F: tutto su legno bruciato e malto giovane; lungo e gradevole.

Riconfermiamo quanto detto in introduzione, vale davvero la pena di assaggiare barili singoli di una delle distillerie più talentuose di Scozia. Anche nel caso in questione, dove le variabili “distillato giovane” e “barile first fill” portano nel bicchiere un distillato abbastanza spiazzante. Buono, buono: 87/100.

Sottofondo musicale consigliato: Soerba, I am happy

Degustazione ‘Elements of Islay’ – Bn4 e Cl4

Tempo fa abbiamo assaggiato un Port Ellen molto, molto buono, imbottigliato da Speciality Drinks (vale a dire da Sukinder Singh, collezionista e proprietario del negozio Whisky Exchange) nella serie Elements of Islay. Ieri sera, grazie al prode lavoro di Andrea Giannone e Giuseppe Gervasio Dolci, il Milano Whisky Festival ha organizzato un tasting di altre cinque espressioni della medesima serie: tutti malti di Islay, ovviamente, tutti senza età dichiarata, tutti non colorati e non filtrati a freddo, tutti in bottiglie (bellissime) da mezzo litro. Iniziamo dal quarto batch di Bunnahabhain e Caol Ila; nei prossimi giorni completeremo il quadro con il primo Bowmore, il quarto Bruichladdich e il secondo Lagavulin, e sveleremo una piccola chicca gentilmente offertaci da Andrea e Giuseppe… Un caloroso abbraccio, nel frattempo, agli amici che ogni volta ritroviamo alle degustazioni del MWF.

elem_bn4Bunnahabhain Bn4 (2012, Elements of Islay, 54,5%)

N: note torbate belle insistite; le note ex-bourbon sono evidenti (vaniglia, banana, qualche nota limonosa); suggestioni salmastre, iodate. Note di gomma fusa, poi erba fresca, terra (quella dei vasi di fiori, per capirci). Molto zuccherino (frutta candita un po’ astratta), dev’essere bello giovane. P: come al naso, pari pari, si fa apprezzare soprattutto quella nota torbata che evolve verso note pepate e speziate verso il finale. Resta molto erbaceo e quasi ‘balsamico’. F: medio lungo, tutto su cenere, un dolce zuccherino e note erbose.

Un Bunnahabhain inusuale, anche se ormai da tempo la distilleria insegue il senso del pubblico per la torba. Giovane e semplice, anche se piuttosto “massiccio” con quelle note erbacee e minerali: 83/100, diciamo.

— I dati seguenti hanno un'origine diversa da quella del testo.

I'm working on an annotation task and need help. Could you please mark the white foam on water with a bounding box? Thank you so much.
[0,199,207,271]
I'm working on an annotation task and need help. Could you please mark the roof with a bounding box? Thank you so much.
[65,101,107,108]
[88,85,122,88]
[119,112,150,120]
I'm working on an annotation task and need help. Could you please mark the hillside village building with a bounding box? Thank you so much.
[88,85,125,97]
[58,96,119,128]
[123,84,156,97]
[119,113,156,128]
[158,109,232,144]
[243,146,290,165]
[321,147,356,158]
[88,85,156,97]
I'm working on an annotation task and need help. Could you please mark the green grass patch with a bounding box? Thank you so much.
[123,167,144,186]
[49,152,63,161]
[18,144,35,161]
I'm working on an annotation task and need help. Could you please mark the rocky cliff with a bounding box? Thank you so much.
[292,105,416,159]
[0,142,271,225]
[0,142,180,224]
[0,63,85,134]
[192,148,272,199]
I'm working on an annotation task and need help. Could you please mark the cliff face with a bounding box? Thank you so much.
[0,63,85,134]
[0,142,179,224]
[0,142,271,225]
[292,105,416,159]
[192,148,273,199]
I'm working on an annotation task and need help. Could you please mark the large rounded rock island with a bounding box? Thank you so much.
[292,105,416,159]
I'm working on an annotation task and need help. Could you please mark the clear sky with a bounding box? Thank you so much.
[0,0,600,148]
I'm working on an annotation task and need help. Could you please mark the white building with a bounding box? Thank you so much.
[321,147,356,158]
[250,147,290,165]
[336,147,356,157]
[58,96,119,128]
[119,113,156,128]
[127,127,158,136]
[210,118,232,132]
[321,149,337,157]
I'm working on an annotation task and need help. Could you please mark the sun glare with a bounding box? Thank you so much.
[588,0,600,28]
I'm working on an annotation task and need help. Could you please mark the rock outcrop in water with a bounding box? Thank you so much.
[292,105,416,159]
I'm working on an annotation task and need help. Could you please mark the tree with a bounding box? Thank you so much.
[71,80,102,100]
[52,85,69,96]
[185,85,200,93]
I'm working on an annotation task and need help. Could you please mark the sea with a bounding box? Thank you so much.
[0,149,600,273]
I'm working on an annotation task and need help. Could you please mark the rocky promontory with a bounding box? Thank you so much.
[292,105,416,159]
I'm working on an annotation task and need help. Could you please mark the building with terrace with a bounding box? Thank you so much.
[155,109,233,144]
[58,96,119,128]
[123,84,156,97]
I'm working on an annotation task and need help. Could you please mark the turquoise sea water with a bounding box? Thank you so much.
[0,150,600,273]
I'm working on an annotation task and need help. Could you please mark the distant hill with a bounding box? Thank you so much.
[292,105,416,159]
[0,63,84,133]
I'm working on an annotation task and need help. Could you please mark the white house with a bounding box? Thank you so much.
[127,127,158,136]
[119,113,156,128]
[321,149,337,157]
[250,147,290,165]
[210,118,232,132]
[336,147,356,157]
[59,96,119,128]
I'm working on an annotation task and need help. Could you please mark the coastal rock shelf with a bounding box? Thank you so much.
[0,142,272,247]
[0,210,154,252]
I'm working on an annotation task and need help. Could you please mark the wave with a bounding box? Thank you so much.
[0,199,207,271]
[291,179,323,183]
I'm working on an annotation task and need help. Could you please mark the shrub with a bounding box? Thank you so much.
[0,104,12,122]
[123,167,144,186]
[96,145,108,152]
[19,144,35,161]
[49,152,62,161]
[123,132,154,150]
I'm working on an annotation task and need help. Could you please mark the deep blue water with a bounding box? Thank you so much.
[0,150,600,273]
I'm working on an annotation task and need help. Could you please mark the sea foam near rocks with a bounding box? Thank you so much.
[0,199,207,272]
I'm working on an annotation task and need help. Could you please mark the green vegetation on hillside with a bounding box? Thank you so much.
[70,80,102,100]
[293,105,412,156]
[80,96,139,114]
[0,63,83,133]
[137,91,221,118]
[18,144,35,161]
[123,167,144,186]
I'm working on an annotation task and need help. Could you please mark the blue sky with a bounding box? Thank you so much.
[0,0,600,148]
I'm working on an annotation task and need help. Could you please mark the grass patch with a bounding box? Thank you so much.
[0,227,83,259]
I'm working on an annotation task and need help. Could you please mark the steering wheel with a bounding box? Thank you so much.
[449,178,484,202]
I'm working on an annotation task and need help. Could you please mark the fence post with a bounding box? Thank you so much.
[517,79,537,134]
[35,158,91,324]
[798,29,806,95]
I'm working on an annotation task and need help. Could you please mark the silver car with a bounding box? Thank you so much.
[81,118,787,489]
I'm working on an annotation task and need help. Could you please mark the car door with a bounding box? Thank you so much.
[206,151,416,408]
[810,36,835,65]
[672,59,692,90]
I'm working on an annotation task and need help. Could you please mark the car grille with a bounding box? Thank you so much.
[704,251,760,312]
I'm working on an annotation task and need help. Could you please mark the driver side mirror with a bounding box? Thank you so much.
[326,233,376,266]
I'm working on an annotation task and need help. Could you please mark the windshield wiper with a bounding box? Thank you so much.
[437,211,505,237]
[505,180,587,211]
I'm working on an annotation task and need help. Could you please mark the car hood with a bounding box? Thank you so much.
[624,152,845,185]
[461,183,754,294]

elem_cl4Caol Ila Cl4 (2012, Elements of Islay, 58,7%)

N: molto torbato, con una bella affumicatura da ‘camino acceso’. Inchiostro; molto marino, con una dolcezza vanigliata e un po’ fruttata (cocco) che tende ad aumentare con tempo e acqua; note erbose, quasi floreali, mentre dopo un po’ cresce la classica nota agrumata, di limone. Gradevole. P: buono, affumicatura torbata intensa ma che va scemando e si trasforma in spezie, erbe aromatiche. Limonata zuccherata intensa, poi vaniglia, ancora, forse una nota di liquirizia con acqua. F: lungo, dolciastro (vaniglia pesante) e molto fumoso.

Un Caol Ila perfettamente ‘standard’: come dire, “Caol Ila, e sai cosa bevi”. Senza fiammate in positivo né in negativo, si guadagna un 84/100 di tutto rispetto. Anche questo dev’essere giovane, di età media (se dovessimo scommettere) intorno ai dieci anni.

Sottofondo musicale consigliato: Antonio MaggioMi piacerebbe sapere.